Le peptide détecte la signature moléculaire spécifique de la tumeur ou de la graisse et transporte avec lui une bombe appelée molécule klaklak (voir Pesquisa FAPESP nº 115). « Il s’agit d’une structure en forme de tire bouchon riche en charges négatives qui attaque la membrane des mitochondries », décrit Ricardo Giordano. En détruisant les mitochondries, usine d’énergie des cellules, le klaklak élimine spécifiquement les cellules indésirables, comme les vaisseaux qui irriguent les tumeurs. Dans une phase initiale de recherche, la catalane Marina Cardó-Vila a travaillé avec Ricardo Giordano au M.D. Anderson en utilisant des techniques identiques sur des molécules différentes. Elle a démontré, dans un article publié au mois de mars de la revue PNAS, qu’un système de peptide inversé (en forme de D), comme celui produit par son collègue, est efficace pour inhiber la croissance des tumeurs mammaires chez les souris femelles.

Souffle
Outre son potentiel pharmaceutique, le peptide traqueur de Ricardo Giordano s’est révélé être un instrument efficace de recherche. Il a démontré en 2008 dans le Journal of Biological Chemistry, en collaboration avec le pathologiste Lithuanien diplômé de l’USP, Rubin Tuder, professeur à l’Université du Colorado, que cette technique permet de détecter et de détruire des vaisseaux qui maintiennent la structure des alvéoles pulmonaires et causer des lésions similaires à celles que l’on trouve dans les poumons de fumeur souffrant d’emphysème. Dans ce cas, les peptides agissent comme un anti-remède. L’objectif est de produire en laboratoire des souris souffrant d’emphysème pulmonaire afin d’étudier la maladie en profondeur.

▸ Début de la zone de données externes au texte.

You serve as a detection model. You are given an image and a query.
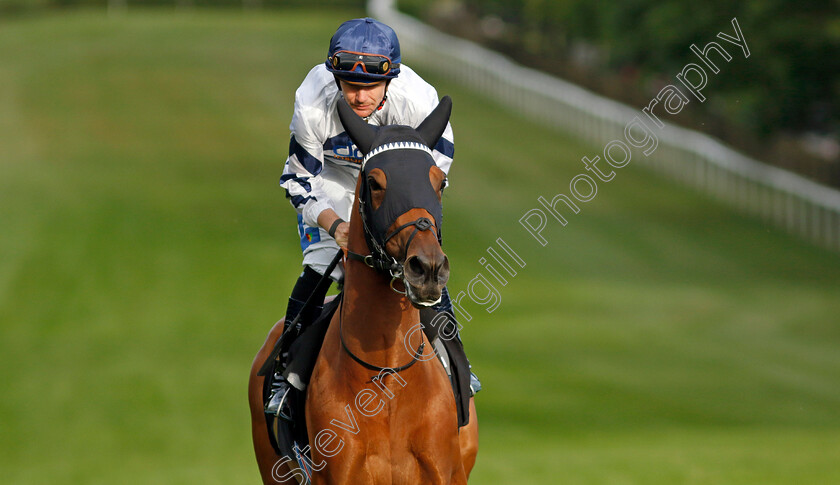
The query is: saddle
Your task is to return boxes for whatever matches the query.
[263,293,472,483]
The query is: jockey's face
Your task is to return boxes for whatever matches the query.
[339,81,386,118]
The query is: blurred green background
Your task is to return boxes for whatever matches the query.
[0,4,840,485]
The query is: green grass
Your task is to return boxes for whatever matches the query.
[0,10,840,485]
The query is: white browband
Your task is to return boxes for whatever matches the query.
[362,141,432,169]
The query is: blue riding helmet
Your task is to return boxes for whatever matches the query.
[325,17,402,84]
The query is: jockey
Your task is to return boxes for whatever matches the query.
[269,18,480,420]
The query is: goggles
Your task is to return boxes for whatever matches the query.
[330,51,393,75]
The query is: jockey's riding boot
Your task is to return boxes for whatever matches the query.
[265,372,292,421]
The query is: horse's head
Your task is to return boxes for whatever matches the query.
[338,97,452,306]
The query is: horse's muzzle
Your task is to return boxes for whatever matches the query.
[403,247,449,307]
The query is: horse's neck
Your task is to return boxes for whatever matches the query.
[341,215,420,367]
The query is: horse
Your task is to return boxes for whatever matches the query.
[248,97,478,485]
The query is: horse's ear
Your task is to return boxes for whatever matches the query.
[417,96,452,148]
[338,97,376,155]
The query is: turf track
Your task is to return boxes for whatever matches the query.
[0,10,840,485]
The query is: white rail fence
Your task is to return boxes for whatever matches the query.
[368,0,840,250]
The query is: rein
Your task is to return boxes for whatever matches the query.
[338,294,426,374]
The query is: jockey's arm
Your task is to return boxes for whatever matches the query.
[318,209,350,249]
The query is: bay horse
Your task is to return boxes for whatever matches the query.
[248,97,478,485]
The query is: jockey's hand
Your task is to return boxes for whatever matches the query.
[335,222,350,249]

Rubin Tuder veut maintenant utiliser la méthode pour diagnostiquer l’hypertension pulmonaire, caractérisée par la prolifération de cellules dans les vaisseaux pulmonaires et qui, au Brésil, est associé à l’esquistossomose (voir Pesquisa FAPESP nº 158). Il faut actuellement introduire un cathéter dans l’aine pour espionner l’intérieur des vaisseaux. L’objectif du chercheur est d’accoupler des particules d’or aux peptides traqueurs. L’or est détecté par tomographie qui est un examen moins invasif que le cathétérisme. « Je suis en train d’essayer d’identifier, au moyen d’images, des peptides qui détectent ces lésions pulmonaires », explique le pathologiste. Il a déjà trouvé dans des cultures de cellules, des molécules prometteuses qui joueront ce rôle et il espère avoir davantage de détails à nous donner d’ici deux mois.

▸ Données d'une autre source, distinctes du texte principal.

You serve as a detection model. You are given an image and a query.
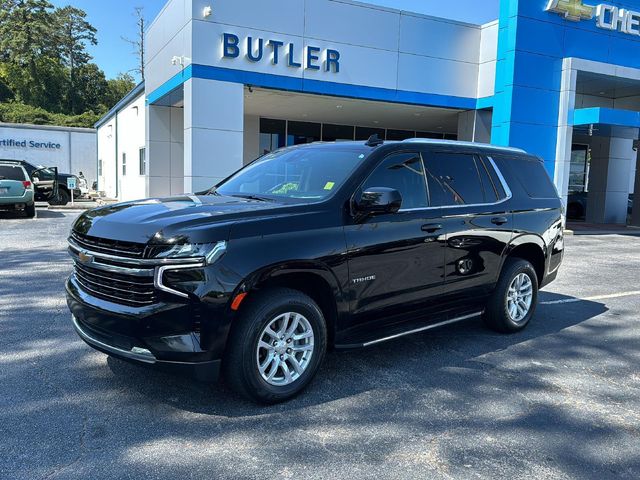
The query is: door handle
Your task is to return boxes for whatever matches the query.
[422,223,442,233]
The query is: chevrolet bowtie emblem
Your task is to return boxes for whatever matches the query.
[78,251,93,263]
[545,0,596,22]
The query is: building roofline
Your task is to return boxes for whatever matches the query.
[94,81,144,128]
[0,122,96,133]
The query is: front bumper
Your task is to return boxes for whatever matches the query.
[66,276,221,382]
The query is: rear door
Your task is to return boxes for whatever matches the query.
[345,151,444,338]
[425,152,513,313]
[0,165,28,198]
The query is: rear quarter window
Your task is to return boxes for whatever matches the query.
[503,157,558,198]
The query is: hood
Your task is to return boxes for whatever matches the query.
[73,195,294,244]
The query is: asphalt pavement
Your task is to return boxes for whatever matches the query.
[0,210,640,480]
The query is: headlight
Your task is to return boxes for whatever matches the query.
[154,241,227,265]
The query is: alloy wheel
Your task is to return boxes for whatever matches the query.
[256,312,314,387]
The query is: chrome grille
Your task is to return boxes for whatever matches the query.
[75,261,157,307]
[71,232,145,258]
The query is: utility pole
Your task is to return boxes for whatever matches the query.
[121,7,146,82]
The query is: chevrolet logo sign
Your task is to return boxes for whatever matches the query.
[545,0,596,22]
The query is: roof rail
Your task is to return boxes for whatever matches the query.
[402,138,527,153]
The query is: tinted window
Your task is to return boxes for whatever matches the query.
[215,145,369,200]
[363,153,429,208]
[503,157,558,198]
[0,165,27,182]
[483,158,507,200]
[476,157,498,203]
[426,153,485,207]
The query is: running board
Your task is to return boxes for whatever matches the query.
[336,311,483,349]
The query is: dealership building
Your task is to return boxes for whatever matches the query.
[96,0,640,223]
[0,123,97,186]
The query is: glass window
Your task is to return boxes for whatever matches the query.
[0,165,27,182]
[215,145,370,201]
[426,153,485,206]
[416,132,443,140]
[356,127,385,140]
[138,148,147,175]
[476,157,498,203]
[260,118,287,155]
[569,145,590,193]
[322,123,353,142]
[287,122,321,145]
[387,130,416,140]
[503,157,558,198]
[482,158,507,200]
[363,153,429,208]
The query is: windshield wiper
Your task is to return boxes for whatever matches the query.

Bien que la méthode soit prometteuse contre de graves maladies, les chercheurs n’attendent pas qu’elle soit une panacée. Ils ne prétendent pas non plus injecter des peptides chargés de klaklak pour attaquer, de manière préventive, des tumeurs qui n’ont pas encore été diagnostiquées. « Le cancer est une maladie très compliquée. Nous avançons à petit pas et les bénéfices sont incrémentaux, mais qui ne tente rien n’a rien », déclare Renata Pasqualini.

Le projet
Identification de nouveaux marqueurs moléculaires de la rétine angiogénique et dessein rationnel des nouveaux agents thérapeutiques pour les maladies oculaires avec une composante vasculaire – nº 2008/54806-8. Modalité Jeune Chercheur. Coordonnateur Ricardo José Giordano – IQ/USP . Investissement 774 669,76 réaux

Articles Scientifiques
1. GIORDANO, R. J. et al. From combinatorial peptide selection to drug prototype (I): Targeting the vascular endothelial growth factor receptor pathway. PNAS. v. 107, n. 11, p. 5.112-17. 16 mars 2010.
2. CARDÓ-VILA, M. et al. From combinatorial peptide selection to drug prototype (II): Targeting the epidermal growth factor receptor pathway. PNAS. v. 107, n. 11, p. 5.118-23. 16 mars 2010.
3. GIORDANO, R. J. et al. Targeted induction of lung endothelial cell apoptosis causes emphysema- like changes in the mouse. Journal of Biological Chemistry. v. 283, n.43, p. 29.447-60. 24 oct. 2008.